2002-02-27 08:44:42

by Martin Wirth

[permalink] [raw]
Subject: Re: [PATCH] Lightweight userspace semphores

Hi Hubertus,

I just had a quick look on your semaphore code. As far as I can see you
do no re-check of the userspace semaphore counter while going to sleep
on your kernel semaphore. But this way you may loose synchronization
between the kernel semaphore and the user-space semaphore counter if
more than two processes are involved. Or did I miss some tricky form
of how you avoided this problem?

Martin Wirth


2002-02-27 15:24:19

by Hubertus Franke

[permalink] [raw]
Subject: Re: [PATCH] Lightweight userspace semphores

On Wed, Feb 27, 2002 at 09:43:45AM +0100, Martin Wirth wrote:
> Hi Hubertus,
>
> I just had a quick look on your semaphore code. As far as I can see you
> do no re-check of the userspace semaphore counter while going to sleep
> on your kernel semaphore. But this way you may loose synchronization
> between the kernel semaphore and the user-space semaphore counter if
> more than two processes are involved. Or did I miss some tricky form
> of how you avoided this problem?
>
> Martin Wirth

Yes, you are missing something.
I assume you are looking at the usema (non spinning version).
The trick is that the kernel semaphore stores a token in case a race
condition occurs and it will resolve it that way.
I rely on the fact that the kernel only provides a wait queue nothing
else, the entire state on how many are waiting are stored in user space.

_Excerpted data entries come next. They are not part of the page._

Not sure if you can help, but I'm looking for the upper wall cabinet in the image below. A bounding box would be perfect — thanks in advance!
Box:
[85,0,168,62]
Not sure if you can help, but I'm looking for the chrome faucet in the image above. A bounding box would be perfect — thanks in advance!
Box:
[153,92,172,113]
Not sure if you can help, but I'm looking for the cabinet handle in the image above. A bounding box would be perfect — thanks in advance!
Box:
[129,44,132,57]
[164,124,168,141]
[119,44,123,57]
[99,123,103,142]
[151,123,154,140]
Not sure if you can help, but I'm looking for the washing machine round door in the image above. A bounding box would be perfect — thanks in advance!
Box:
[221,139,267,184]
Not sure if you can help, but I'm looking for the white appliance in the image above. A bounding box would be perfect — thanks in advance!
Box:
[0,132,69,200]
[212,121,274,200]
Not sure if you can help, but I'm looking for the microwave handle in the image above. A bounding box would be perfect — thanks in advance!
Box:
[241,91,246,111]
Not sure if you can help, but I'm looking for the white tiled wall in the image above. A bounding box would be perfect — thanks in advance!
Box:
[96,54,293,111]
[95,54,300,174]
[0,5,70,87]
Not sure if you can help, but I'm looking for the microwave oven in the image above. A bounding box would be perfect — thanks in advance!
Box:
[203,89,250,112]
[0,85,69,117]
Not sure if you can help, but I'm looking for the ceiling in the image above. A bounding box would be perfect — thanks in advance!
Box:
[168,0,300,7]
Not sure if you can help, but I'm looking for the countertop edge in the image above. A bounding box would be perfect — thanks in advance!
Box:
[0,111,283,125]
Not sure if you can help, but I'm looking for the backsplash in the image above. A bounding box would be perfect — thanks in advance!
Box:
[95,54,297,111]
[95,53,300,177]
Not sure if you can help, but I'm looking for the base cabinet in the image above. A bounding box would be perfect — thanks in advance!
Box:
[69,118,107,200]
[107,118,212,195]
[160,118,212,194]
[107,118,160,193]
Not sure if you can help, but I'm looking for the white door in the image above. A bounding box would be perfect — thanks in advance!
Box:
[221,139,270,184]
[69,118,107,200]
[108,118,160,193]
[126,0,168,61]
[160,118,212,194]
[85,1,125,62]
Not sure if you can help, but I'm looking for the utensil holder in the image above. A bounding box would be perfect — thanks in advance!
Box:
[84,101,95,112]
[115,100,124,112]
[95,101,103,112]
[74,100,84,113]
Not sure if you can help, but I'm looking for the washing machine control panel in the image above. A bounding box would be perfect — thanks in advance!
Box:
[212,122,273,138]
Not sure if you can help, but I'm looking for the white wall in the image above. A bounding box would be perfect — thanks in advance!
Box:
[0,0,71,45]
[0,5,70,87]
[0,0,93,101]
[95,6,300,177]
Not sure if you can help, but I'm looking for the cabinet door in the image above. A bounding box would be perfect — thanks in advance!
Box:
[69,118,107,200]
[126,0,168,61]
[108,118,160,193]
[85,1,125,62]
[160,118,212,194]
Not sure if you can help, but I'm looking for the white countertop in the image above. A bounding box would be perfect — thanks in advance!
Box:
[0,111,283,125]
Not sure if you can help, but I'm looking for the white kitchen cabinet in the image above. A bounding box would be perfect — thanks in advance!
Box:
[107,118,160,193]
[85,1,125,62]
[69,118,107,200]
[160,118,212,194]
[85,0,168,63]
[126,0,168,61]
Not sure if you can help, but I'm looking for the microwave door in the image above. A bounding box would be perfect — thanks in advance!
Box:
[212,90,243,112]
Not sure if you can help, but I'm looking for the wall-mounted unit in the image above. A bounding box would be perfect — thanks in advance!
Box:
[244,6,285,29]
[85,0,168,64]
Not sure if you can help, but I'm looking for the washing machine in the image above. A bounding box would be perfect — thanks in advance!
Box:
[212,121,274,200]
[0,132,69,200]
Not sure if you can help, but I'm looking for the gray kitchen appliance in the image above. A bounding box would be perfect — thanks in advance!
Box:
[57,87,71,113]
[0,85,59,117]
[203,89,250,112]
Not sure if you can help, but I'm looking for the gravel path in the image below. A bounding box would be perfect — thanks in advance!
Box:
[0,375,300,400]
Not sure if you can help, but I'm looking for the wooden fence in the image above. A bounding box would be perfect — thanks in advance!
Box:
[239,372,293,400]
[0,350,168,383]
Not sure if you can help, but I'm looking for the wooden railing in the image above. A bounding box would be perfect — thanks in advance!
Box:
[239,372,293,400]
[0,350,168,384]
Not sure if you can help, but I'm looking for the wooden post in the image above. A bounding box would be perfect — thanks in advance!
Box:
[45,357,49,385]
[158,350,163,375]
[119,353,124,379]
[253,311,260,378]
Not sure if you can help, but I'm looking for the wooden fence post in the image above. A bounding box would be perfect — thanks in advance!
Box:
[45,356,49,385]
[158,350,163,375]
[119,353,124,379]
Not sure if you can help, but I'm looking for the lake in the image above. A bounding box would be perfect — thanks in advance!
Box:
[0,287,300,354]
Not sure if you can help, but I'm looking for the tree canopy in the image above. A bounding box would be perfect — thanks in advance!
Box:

Effectively you have a P operation in user space followed by a P operation
in kernel space. Same for V operation.

Assuming you have two or more processes 0,1,2 ... you can show
that race conditions are properly resolved. Again, the trick is to not
sync the state of the kernel and the user level. It comes naturally
if you properly separate the duties.

The spinning versions were much more interesting, you can really have
some tricky situations for 3 or more processes. The ulockflex program
really helped to identify problems.

In future messages please point out which of the user locks are in question.
Remember I provide several:
(1) semaphores
(2) semaphores with timed spinning
(3) convoy avoidance locks
(4) convoy avoidance locks with spinning
(5) shared locks == multiple reader/single writer locks
This list is growing as we speak.

I also modified the code (I will post the update at the lse site).
This also fixes a small bug in the ulockflex program, that I introduced
in the last posting at lse.
I took Ben LaHaises suggestions and provide multiple runqueues
up to a limit, rather then explicitely coding exclusive/shared version.


2002-02-27 17:20:17

by Martin Wirth

[permalink] [raw]
Subject: Re: [PATCH] Lightweight userspace semphores...

Hubertus Franke wrote:

> Again, the trick is to not
> sync the state of the kernel and the user level. It comes naturally
> if you properly separate the duties.
>

Your code for usema_down is simply:

int usema_down(ulock_t *ulock)
{
if (!__ulock_down(ulock)) {
return 0;
}
return ulock_wait(ulock,0);
}

This means you do not recheck if the usema is really available after you
return form ulock_wait(), but you may have the following situtation:

Process 1 Process 2 Process 3
down

down
-> call usema_wait
but gets preempted shortly
before it
can enter kernel mode

up
(kernel sema is free)

down -> got it


resume execution,
thinks its also got it
because kernel sema is free!

Now you have two owners!!


Martin Wirth




2002-02-27 19:04:35

by Hubertus Franke

[permalink] [raw]
Subject: Re: [PATCH] Lightweight userspace semphores...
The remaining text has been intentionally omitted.